Tuesday, July 26, 2011

Village Stockades and a Possible House

We are back in the lab now and starting to sort through our discoveries. Brian S. has spent much time this week tabulating post mold data. We recorded 477 of the things this season! As mentioned in a recent post, the stockade lines are the most obvious post mold configurations and clearly extend to the northeast as a set of shallow arcs as shown in the map below. Post line "D" is a new one. It either represents a third stockade line outside the first two (A and B) or possibly a structure (bastion?) attached to line B.


Post line C, located just inside A, was first identified last season as a straight line of very small post molds, each measuring only 3 to 5 cm in diameter. Our work this season in unit 514N 512 E exposed what appears to be a right angle or turn to the northeast in this line, which is interrupted in part by Feature 11-46. I spent several hours one day tracing this line toward the northeast corner of the unit, when it abruptly turned to the southeast and out of the eastern wall of the unit. As shown in the diagram, this configuration looks like the squared-off end of a structure, possibly a longhouse-like dwelling measuring about four meters in width. Similar post configurations were found by us back in 1998 and 2002 at the White Fort village site in Lorain County. The latter structures dated to the Late Prehistoric period, around AD 1300. So we may have found our first Late Prehistoric period house at the Heckleman site. As usual, only more excavation will tell for sure.

Thursday, July 21, 2011

The Invisible Pit Feature

Another last day surprise was the discovery of another large concentration of pottery--while cross-sectioning a post mold! Usually this doesn't happen, since you can't cram many pot sherds into a tiny post mold. It does happen, however, when the post mold is within a previously unidentified pit feature. This was the case with Feature 11-52 shown below.



Michelle N. spent all the remaining day exposing one pot sherd after another in a necessary hurry. Her careful and efficient efforts revealed a large concentration of sherds sitting in a small basin. I assisted with the final removal using my trusted long-handled trowel (no pictures permitted!). The vessel came out in a minimum of fragments and quick examination revealed it to be a plain-surfaced vessel, somewhat rare in our Woodland assemblages found to date.

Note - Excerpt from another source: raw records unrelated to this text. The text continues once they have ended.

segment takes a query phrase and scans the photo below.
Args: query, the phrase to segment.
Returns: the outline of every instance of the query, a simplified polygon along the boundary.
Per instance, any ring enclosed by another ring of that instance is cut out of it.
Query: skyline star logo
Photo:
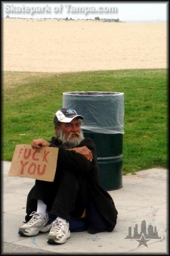
[[[154,227],[154,228],[153,228]],[[141,245],[144,245],[148,247],[147,243],[151,239],[161,239],[159,236],[158,231],[156,231],[156,227],[153,227],[152,225],[150,224],[147,228],[147,233],[146,231],[146,223],[145,220],[142,221],[141,225],[141,232],[138,233],[138,224],[135,224],[133,228],[133,235],[132,236],[132,227],[128,227],[128,235],[127,235],[124,239],[130,239],[135,240],[139,242],[137,247]]]

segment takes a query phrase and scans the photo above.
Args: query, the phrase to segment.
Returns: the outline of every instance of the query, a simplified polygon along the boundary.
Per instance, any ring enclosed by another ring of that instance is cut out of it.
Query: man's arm
[[[43,139],[40,138],[32,140],[31,145],[33,148],[39,149],[41,147],[49,147],[50,143]]]
[[[41,138],[33,140],[32,141],[32,143],[31,144],[32,148],[36,149],[39,149],[41,147],[49,147],[51,145],[51,144],[50,143]],[[92,160],[93,155],[92,153],[86,146],[83,146],[79,148],[68,148],[66,150],[74,150],[76,153],[79,153],[85,157],[87,159],[87,160],[89,160],[91,162]]]

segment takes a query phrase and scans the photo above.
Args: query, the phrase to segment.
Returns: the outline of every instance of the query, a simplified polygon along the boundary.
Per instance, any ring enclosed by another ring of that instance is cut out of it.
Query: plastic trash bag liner
[[[63,108],[84,117],[83,129],[104,134],[124,134],[124,93],[100,91],[63,93]]]

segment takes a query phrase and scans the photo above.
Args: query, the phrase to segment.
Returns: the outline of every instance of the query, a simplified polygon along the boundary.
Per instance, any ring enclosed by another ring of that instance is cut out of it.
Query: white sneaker
[[[47,237],[49,244],[64,244],[70,236],[69,223],[66,221],[55,220],[49,227],[51,227]]]
[[[28,222],[19,229],[18,234],[21,236],[31,236],[37,235],[40,231],[47,232],[50,230],[47,224],[49,220],[47,213],[45,216],[42,213],[33,212],[29,216],[32,217]]]

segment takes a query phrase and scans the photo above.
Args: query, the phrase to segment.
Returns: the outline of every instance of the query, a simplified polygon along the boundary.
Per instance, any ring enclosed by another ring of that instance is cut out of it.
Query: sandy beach
[[[3,70],[165,68],[166,23],[3,19]]]

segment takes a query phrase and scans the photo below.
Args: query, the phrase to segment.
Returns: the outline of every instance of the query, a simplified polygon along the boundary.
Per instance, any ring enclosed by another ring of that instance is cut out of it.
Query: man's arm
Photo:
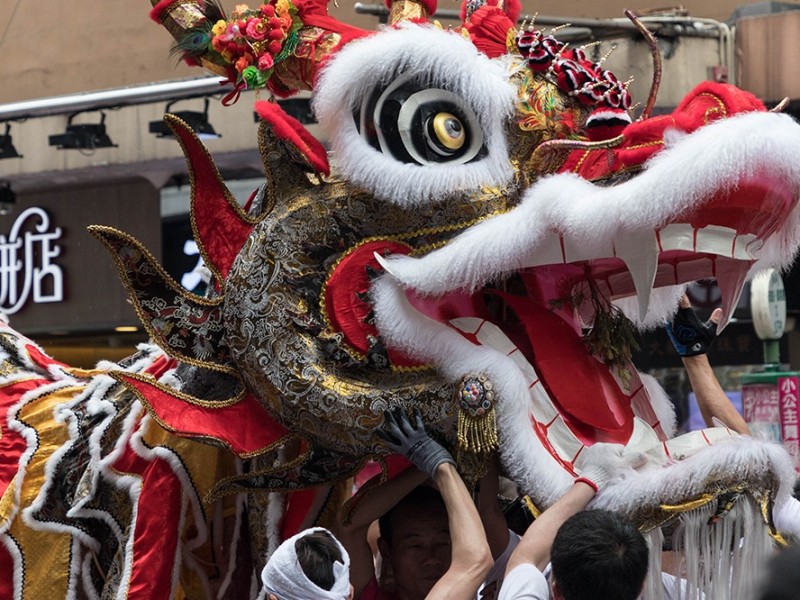
[[[426,600],[473,600],[492,567],[492,555],[478,510],[455,468],[450,453],[431,438],[419,413],[414,421],[401,412],[384,413],[381,437],[430,475],[447,509],[450,525],[450,568],[433,586]]]
[[[720,386],[706,355],[717,337],[721,317],[722,310],[718,308],[703,323],[684,294],[675,319],[667,324],[667,334],[681,356],[706,426],[713,427],[714,419],[719,419],[733,431],[750,435],[750,428]]]
[[[575,461],[580,477],[528,527],[508,561],[506,576],[514,567],[525,563],[544,570],[550,562],[553,540],[564,521],[583,510],[611,479],[643,464],[646,459],[644,454],[626,454],[625,447],[620,444],[598,443],[584,448]]]
[[[434,481],[447,507],[452,554],[450,568],[426,600],[472,600],[492,567],[483,523],[455,466],[439,465]]]
[[[750,435],[750,428],[730,398],[720,386],[708,356],[698,354],[683,358],[683,366],[689,375],[689,382],[697,397],[697,406],[708,427],[714,426],[714,419],[722,421],[726,427],[744,435]]]
[[[372,548],[367,541],[370,525],[427,478],[422,471],[409,467],[386,483],[359,492],[355,508],[348,515],[349,520],[345,519],[342,511],[337,514],[333,533],[350,555],[350,583],[354,598],[361,596],[375,576]]]
[[[531,523],[508,560],[506,574],[524,563],[530,563],[540,571],[544,571],[550,562],[550,548],[553,546],[558,528],[572,515],[586,508],[594,495],[592,486],[582,480],[576,481],[566,494]]]

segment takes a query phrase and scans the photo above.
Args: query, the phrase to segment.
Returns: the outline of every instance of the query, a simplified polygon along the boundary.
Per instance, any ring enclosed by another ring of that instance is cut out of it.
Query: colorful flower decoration
[[[230,78],[237,86],[266,87],[276,65],[297,45],[297,31],[303,25],[297,12],[291,0],[270,0],[255,9],[238,4],[229,15],[209,23],[207,43],[192,50],[218,65],[233,67]]]

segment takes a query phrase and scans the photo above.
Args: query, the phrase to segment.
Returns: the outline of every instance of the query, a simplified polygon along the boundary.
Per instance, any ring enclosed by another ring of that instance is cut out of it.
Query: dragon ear
[[[369,32],[330,17],[327,0],[267,0],[225,14],[216,0],[150,0],[150,17],[175,38],[173,53],[225,77],[236,90],[286,97],[311,90],[321,64]]]
[[[516,25],[522,14],[522,3],[520,0],[463,0],[461,3],[461,20],[466,24],[478,10],[488,6],[492,9],[501,11],[512,23]]]
[[[436,0],[386,0],[389,9],[389,24],[403,21],[427,21],[436,12]]]

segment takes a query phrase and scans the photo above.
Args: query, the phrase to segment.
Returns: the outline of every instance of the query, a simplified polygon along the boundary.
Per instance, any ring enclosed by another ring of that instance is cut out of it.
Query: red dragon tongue
[[[565,423],[585,444],[626,443],[633,431],[631,399],[608,366],[587,352],[574,328],[552,310],[503,294],[530,340],[531,364]]]

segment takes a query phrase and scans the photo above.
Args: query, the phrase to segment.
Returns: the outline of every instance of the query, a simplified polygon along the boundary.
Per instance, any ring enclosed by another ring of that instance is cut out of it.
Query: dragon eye
[[[461,120],[448,112],[440,112],[428,119],[425,137],[431,150],[445,156],[460,150],[467,139]]]
[[[467,103],[409,74],[373,90],[358,120],[373,148],[405,163],[459,165],[486,154],[480,123]]]

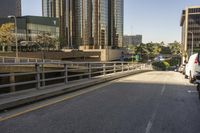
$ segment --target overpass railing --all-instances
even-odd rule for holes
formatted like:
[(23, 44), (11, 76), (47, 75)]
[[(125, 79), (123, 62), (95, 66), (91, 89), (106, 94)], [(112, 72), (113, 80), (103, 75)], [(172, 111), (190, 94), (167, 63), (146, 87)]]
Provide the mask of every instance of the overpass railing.
[(0, 56), (0, 64), (6, 63), (60, 63), (60, 60), (41, 59), (41, 58), (25, 58), (25, 57), (7, 57)]
[[(53, 65), (54, 67), (49, 67)], [(55, 67), (55, 66), (58, 67)], [(122, 72), (152, 69), (151, 65), (131, 62), (62, 62), (62, 63), (4, 63), (0, 67), (33, 67), (29, 72), (0, 74), (0, 94), (42, 89), (52, 85), (67, 85), (82, 79), (92, 79)]]

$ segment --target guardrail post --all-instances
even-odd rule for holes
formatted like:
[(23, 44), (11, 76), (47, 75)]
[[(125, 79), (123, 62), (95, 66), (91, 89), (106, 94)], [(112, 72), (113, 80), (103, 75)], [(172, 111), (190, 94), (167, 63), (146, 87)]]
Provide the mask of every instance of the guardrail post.
[(106, 76), (106, 64), (103, 64), (103, 76)]
[(5, 58), (4, 58), (4, 57), (2, 57), (2, 63), (3, 63), (3, 64), (5, 63)]
[(44, 87), (45, 84), (45, 72), (44, 72), (44, 63), (42, 63), (42, 86)]
[(35, 72), (36, 72), (36, 88), (40, 89), (41, 85), (40, 85), (40, 65), (39, 64), (35, 64)]
[(128, 71), (130, 71), (130, 63), (128, 63)]
[(114, 63), (114, 73), (116, 73), (116, 63)]
[(68, 83), (68, 67), (67, 64), (64, 64), (64, 69), (65, 69), (65, 84)]
[[(10, 73), (10, 77), (9, 77), (10, 83), (15, 83), (15, 73)], [(15, 86), (11, 86), (10, 87), (10, 92), (15, 92)]]
[(92, 78), (92, 65), (91, 63), (88, 64), (88, 69), (89, 69), (89, 79)]
[(122, 63), (122, 72), (124, 71), (124, 63)]

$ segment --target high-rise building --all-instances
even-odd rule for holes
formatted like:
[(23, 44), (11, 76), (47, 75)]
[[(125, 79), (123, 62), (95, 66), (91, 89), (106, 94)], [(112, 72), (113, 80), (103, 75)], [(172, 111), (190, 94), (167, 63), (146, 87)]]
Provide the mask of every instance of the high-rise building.
[(139, 45), (142, 43), (142, 35), (125, 35), (124, 45)]
[(66, 0), (42, 0), (42, 15), (59, 18), (61, 45), (66, 45)]
[(61, 18), (68, 47), (122, 47), (123, 6), (123, 0), (43, 0), (43, 15)]
[(180, 25), (182, 45), (188, 58), (192, 53), (200, 51), (200, 6), (192, 6), (183, 10)]
[(21, 0), (1, 0), (0, 17), (21, 16)]
[(124, 0), (111, 0), (111, 46), (123, 47)]

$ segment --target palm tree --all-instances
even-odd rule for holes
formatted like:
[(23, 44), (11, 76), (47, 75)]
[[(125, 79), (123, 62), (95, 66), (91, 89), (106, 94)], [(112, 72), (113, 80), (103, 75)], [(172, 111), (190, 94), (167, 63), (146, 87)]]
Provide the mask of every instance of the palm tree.
[(6, 23), (0, 26), (0, 45), (2, 46), (3, 52), (5, 46), (10, 46), (14, 42), (14, 24)]

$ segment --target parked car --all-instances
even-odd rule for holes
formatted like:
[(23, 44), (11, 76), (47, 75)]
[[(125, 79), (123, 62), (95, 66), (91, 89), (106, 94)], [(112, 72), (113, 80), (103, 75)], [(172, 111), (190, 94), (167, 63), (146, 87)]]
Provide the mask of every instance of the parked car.
[(200, 54), (193, 54), (190, 56), (189, 61), (185, 68), (185, 78), (189, 78), (190, 83), (195, 80), (195, 75), (200, 72)]

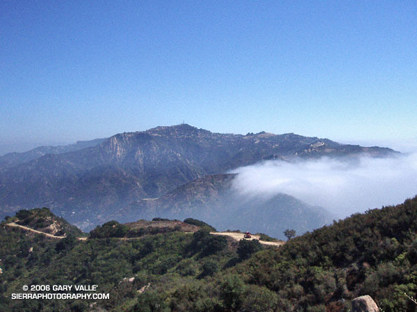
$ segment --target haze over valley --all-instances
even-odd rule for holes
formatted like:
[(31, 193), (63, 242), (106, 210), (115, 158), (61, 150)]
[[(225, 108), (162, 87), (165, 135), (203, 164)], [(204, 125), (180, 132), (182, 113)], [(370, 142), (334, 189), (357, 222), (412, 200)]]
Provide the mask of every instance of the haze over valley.
[(3, 216), (48, 207), (83, 230), (192, 217), (282, 238), (400, 202), (417, 189), (416, 170), (414, 155), (387, 148), (181, 124), (6, 154), (0, 207)]

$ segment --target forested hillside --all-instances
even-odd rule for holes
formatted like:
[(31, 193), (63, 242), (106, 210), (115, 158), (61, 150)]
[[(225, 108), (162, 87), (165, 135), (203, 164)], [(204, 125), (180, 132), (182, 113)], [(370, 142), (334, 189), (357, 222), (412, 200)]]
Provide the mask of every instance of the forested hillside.
[[(370, 295), (385, 312), (416, 311), (407, 295), (417, 293), (417, 198), (353, 215), (279, 248), (204, 228), (131, 239), (119, 229), (115, 223), (85, 241), (57, 240), (2, 223), (0, 310), (336, 312)], [(10, 300), (24, 284), (97, 284), (110, 299)]]

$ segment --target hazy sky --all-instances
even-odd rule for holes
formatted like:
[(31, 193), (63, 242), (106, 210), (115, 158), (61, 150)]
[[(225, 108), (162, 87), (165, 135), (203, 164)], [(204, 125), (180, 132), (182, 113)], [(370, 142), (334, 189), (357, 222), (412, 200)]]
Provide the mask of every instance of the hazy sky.
[(0, 1), (0, 154), (182, 123), (415, 139), (417, 2)]

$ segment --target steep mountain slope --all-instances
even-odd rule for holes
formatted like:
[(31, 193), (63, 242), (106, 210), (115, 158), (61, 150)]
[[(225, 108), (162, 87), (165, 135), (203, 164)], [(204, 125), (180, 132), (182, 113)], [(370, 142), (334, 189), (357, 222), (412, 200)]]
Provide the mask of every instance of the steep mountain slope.
[(9, 153), (0, 156), (0, 170), (30, 162), (47, 154), (63, 154), (65, 153), (82, 150), (83, 148), (99, 144), (104, 139), (95, 139), (90, 141), (79, 141), (74, 144), (58, 146), (40, 146), (27, 152)]
[[(109, 223), (97, 228), (99, 238), (77, 241), (0, 223), (0, 309), (346, 312), (363, 295), (386, 312), (417, 308), (410, 300), (417, 293), (417, 198), (354, 214), (279, 248), (206, 230), (123, 239), (117, 227)], [(110, 296), (12, 299), (22, 285), (56, 284), (97, 284), (97, 293)]]
[(129, 218), (151, 219), (156, 216), (204, 220), (216, 229), (240, 229), (261, 232), (284, 239), (284, 231), (297, 233), (320, 227), (333, 216), (320, 207), (309, 206), (292, 196), (243, 196), (231, 188), (235, 174), (207, 175), (181, 185), (158, 198), (132, 203), (112, 215), (127, 221)]
[(132, 201), (159, 197), (208, 174), (262, 159), (363, 153), (386, 156), (395, 152), (294, 134), (239, 135), (188, 125), (157, 127), (3, 170), (0, 217), (22, 208), (49, 207), (72, 223), (95, 225)]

I find all these busted vessels in small pits quite interesting. I suspect that we will not find all the pieces to any of these pots, which would seem to suggest that these are places of disposal rather than storage. But we need to remember that more than 100 years of plowing at this site very likely removed significant portions of the upper sections of these vessels. In fact, we tend to recover a lot of base sherds and few rim sherds, which seems to support a view of these features as small "pot pits"(not to be confused with "post pits"). Some historic Native American households were known to place storage vessels within shallow pits dug into the floors of their dwellings. This practice would have been most practical with large storage pots, which are less amenable to suspension on the walls or from rafters. We won't be able to confirm this, however, until the laborious washing and inventorying are underway, and we see what parts of the original vessels have survived.